Sahnenin altlı üstlü
kullanılışı, Dolores ile Selena’nın birbirine olan mesafesini vurgularken, dedektifin
olay yerinde gezinip, daha sonrası için ipuçları vermesine yaramış. Keza doruk
noktası üst kısımda ve akıllıca yaratılmış. Gözleri yormadığını da
belirtmeliyim. Gelelim bizleri başından beri ablukası altına alan barkovizyona.
İlk sahnedeki görüntü, Dolores’in sıkışmışlık duygusunu vermekte başarılı fakat
Joe’nun barkovizyon görüntülerini görmesek daha iyi olurdu.
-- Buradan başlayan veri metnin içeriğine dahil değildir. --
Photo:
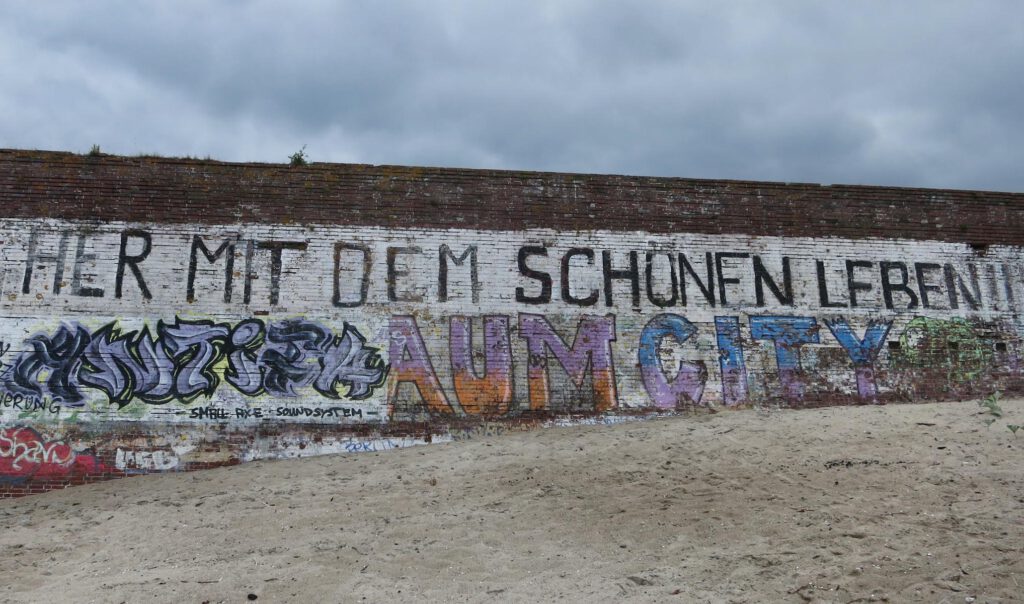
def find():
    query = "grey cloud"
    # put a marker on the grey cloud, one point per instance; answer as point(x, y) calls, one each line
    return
point(919, 93)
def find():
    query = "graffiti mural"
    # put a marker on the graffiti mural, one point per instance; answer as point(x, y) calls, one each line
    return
point(156, 347)
point(180, 362)
point(25, 455)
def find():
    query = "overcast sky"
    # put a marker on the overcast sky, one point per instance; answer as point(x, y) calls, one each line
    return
point(914, 93)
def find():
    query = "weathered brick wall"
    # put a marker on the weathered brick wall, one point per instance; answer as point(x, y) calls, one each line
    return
point(165, 315)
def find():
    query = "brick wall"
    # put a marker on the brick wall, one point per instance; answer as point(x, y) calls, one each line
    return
point(164, 314)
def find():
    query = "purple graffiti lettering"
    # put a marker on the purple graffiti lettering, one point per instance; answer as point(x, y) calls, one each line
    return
point(687, 386)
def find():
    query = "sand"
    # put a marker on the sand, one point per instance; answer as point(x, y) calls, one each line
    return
point(899, 503)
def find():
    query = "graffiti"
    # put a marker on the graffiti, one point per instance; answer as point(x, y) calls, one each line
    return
point(687, 387)
point(862, 351)
point(25, 455)
point(181, 361)
point(330, 412)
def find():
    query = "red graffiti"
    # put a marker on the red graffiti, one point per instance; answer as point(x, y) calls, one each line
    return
point(25, 455)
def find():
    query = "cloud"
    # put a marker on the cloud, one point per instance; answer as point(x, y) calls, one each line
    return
point(919, 93)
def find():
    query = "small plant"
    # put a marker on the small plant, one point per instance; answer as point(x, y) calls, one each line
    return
point(991, 405)
point(298, 158)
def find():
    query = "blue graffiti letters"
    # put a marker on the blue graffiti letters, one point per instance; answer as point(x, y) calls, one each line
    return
point(188, 359)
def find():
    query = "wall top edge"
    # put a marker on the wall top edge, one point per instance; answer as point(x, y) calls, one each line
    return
point(57, 184)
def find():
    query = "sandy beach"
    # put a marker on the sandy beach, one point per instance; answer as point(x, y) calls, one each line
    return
point(896, 503)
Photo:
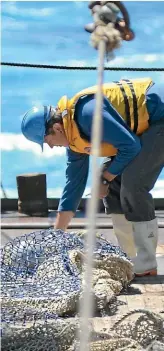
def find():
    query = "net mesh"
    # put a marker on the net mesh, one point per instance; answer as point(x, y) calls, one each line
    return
point(42, 275)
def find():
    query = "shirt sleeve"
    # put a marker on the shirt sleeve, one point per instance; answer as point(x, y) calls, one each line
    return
point(76, 179)
point(114, 131)
point(117, 133)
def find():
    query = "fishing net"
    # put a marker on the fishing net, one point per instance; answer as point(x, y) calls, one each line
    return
point(42, 275)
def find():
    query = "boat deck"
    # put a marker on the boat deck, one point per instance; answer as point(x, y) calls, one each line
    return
point(144, 293)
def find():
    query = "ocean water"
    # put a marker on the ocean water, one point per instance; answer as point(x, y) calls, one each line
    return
point(20, 156)
point(23, 88)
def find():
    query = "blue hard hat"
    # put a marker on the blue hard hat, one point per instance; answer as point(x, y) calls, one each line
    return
point(33, 124)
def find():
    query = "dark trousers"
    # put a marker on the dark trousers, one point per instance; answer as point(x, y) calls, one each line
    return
point(130, 193)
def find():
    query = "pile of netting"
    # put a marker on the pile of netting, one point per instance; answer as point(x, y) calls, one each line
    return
point(42, 277)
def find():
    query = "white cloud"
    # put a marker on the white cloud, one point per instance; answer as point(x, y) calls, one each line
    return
point(12, 9)
point(12, 142)
point(12, 24)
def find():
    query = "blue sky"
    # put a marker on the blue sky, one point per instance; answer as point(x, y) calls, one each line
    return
point(53, 33)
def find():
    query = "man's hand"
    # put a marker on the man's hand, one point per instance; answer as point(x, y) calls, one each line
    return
point(63, 219)
point(103, 191)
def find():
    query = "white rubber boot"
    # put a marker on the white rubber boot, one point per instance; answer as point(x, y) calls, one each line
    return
point(124, 233)
point(146, 237)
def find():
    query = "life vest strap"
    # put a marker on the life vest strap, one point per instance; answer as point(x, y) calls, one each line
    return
point(135, 107)
point(126, 102)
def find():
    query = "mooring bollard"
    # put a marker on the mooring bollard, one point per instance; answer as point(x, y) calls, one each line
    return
point(32, 194)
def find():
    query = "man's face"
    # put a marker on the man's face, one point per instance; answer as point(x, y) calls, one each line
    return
point(57, 136)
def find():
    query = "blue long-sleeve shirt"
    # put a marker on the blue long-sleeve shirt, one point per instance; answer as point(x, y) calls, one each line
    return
point(114, 131)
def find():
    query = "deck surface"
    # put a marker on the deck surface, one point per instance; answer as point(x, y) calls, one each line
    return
point(144, 293)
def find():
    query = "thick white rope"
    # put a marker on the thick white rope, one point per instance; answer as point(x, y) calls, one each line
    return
point(86, 305)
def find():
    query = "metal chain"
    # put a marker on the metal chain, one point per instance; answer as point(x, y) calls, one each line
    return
point(85, 68)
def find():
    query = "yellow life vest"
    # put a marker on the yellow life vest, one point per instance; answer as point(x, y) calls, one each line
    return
point(126, 96)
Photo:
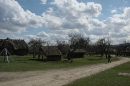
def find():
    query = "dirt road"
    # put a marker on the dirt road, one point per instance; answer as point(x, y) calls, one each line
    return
point(56, 77)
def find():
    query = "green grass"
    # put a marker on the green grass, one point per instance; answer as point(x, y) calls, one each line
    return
point(27, 63)
point(107, 78)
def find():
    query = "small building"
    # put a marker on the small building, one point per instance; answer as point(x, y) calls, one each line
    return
point(14, 46)
point(51, 52)
point(76, 53)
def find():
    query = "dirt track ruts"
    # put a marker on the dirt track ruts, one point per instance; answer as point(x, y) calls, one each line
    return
point(57, 77)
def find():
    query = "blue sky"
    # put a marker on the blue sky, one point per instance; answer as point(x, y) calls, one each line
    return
point(53, 20)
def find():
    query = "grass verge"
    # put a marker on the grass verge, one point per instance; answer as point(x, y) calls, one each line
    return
point(27, 63)
point(109, 77)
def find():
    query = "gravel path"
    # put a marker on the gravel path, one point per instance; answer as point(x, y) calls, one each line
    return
point(57, 77)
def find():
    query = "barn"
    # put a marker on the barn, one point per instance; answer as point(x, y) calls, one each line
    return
point(76, 53)
point(14, 46)
point(51, 52)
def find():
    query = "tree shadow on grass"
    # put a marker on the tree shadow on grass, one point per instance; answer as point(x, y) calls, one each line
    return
point(94, 59)
point(40, 60)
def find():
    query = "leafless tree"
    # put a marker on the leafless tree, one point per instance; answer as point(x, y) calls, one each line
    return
point(103, 46)
point(63, 46)
point(35, 44)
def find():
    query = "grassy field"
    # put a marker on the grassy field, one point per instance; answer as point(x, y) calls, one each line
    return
point(27, 63)
point(107, 78)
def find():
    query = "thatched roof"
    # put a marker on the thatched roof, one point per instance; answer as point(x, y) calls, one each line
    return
point(16, 43)
point(50, 50)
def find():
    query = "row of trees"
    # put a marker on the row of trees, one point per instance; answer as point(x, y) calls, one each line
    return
point(77, 41)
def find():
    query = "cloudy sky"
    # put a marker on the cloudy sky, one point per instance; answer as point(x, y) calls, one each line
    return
point(53, 20)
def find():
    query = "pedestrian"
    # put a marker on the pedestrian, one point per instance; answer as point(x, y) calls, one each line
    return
point(109, 58)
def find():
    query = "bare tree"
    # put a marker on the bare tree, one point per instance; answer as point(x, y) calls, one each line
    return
point(35, 44)
point(63, 46)
point(103, 46)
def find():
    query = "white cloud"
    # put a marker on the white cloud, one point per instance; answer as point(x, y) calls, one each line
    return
point(43, 34)
point(14, 19)
point(113, 11)
point(43, 1)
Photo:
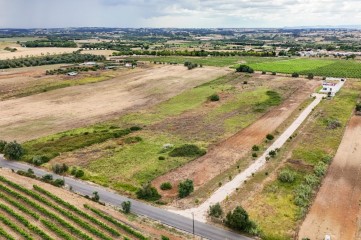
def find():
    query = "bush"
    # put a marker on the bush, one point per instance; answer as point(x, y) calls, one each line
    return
point(214, 97)
point(166, 186)
point(244, 68)
point(238, 219)
point(287, 176)
point(126, 205)
point(185, 188)
point(147, 192)
point(135, 128)
point(60, 168)
point(255, 148)
point(215, 210)
point(187, 150)
point(13, 150)
point(2, 145)
point(295, 74)
point(270, 137)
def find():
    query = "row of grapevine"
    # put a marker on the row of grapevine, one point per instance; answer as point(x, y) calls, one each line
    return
point(42, 210)
point(76, 210)
point(25, 222)
point(117, 223)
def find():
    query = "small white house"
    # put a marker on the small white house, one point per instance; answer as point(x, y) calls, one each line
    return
point(331, 86)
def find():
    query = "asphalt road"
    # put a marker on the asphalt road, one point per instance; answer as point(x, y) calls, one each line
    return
point(140, 208)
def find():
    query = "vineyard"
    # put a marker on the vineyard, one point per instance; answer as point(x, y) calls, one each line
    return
point(319, 67)
point(39, 214)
Bilinmezliğin,
gerilimi ve dikkati daha da arttıracağını düşünüyorum. Bu arada barkovizyonun
mekan tanıtımı yapması “olmasa da olurdu” diyeceğim cinsten.
DEKOR
– KOSTÜM – IŞIK – MÜZİK
Yıpranmış bir tahta
masa ve sallanan sandalye, gerilim türüne bağlı olarak “teksas” filmlerini
aratmayan türden. Görsellik, kullandığı malzeme ve aksesuarlarla, akıllarda
psikolojik etkiyi yaratmayı becermiş. Vera’nın koltuğunun kırmızı oluşu
şehvetini, nevresimin beyaz oluşuysa her şeye rağmen içinde barındırdığı
iyiliğini, aynı zamanda da uzun süredir cinsel bir deneyim yaşamadığını
anlatmaya yetmiş. Tabii bütün bunlar karakterin özellikleriyle ilişikli. Dekorun
siyah oluşu karakterlerin karamsarlık içinde olduğunu betimlerken, fon, zamanı
anlamamıza yardımcı olmuş. (Gece – gündüz) Ali Cem Köroğlu’nu kutlarım.
Kostümler Ceren Karahan
imzalı. Vera’nın şık ve sürekli elbise değiştirmesi, zenginliğini, son sahnede
geceliğinin beyaz oluşu ise az sonra yaşananlara ithafen “kefen”i akıllara
getirmiş. Selena’nın değişim süreci tamamen kostümün başarısı. Dolores’in kırmızı,
kadife ve şuh elbisenin üstüne günlük kıyafetlerini giymesi ve bir anda tekrar
eski haline dönüşü, ruh halinin çabukluğunu yansıtmış. Dedektif ise, konuşmasa
bile dedektif. Kostüm her şeyi açıklamış. Joe, salaş giyinişiyle umursamaz ve
serseri oluşunu göstermiş.
Işık tasarımı, oyunun
genel ruh haline çok uygun. Sürprizlerle dolu sahnelerde nesnelerin görünmemesi
ve birden aydınlığa çıkışları gerilimi arttırırken, sorgu sahnelerinin fazla
aydınlık oluşu tersi bir etki yaratmış. Derinliği olan karakterlere
derinlemesine nüfuz eden bir ışık uygulanarak, hissiyatları daha güçlü
aktarılmış. Şükrü Kırımoğlu’na teşekkürler. Başlangıç müziği, “hüzünlü bir
hikaye anlatacağım sana” cümlesini vurgularken, film jeneriği tarzına da göz
kırpmış. Genel müzikler gerilimiyle, sahne geçişleri ve hızlandırılmış olaylar
bütünü ise, eğlenceli melodileriyle oyunun amacına ulaşmasını sağlamış. Efektler,
gelen aksiyonun habercisi niteliğinde istenileni yapmış. Ayrıca vapur ve yağmur
efektleri çok sahiciydi.
OYUNCULUKLAR
Fulya Koçak (Dolores),
olağanüstü bir performans sergileyerek, Dolores’in hissettiği duyguları en ince
noktasına kadar sahneye taşımayı başardı. Tolga Tuncer (Joe), yazımın başında
tarif ettiğim gibi serseri, ayyaş, umursamaz ve saplantılı oluşunu tüm doğallığıyla
seyirciye geçirebildi. Deniz Gökçe Kayhan (Selena), hem bunalımlı, ergen genç
kız, hemde vakur tipini canlandırmakta ustaca. Tolga Çiftçi (Dedektif)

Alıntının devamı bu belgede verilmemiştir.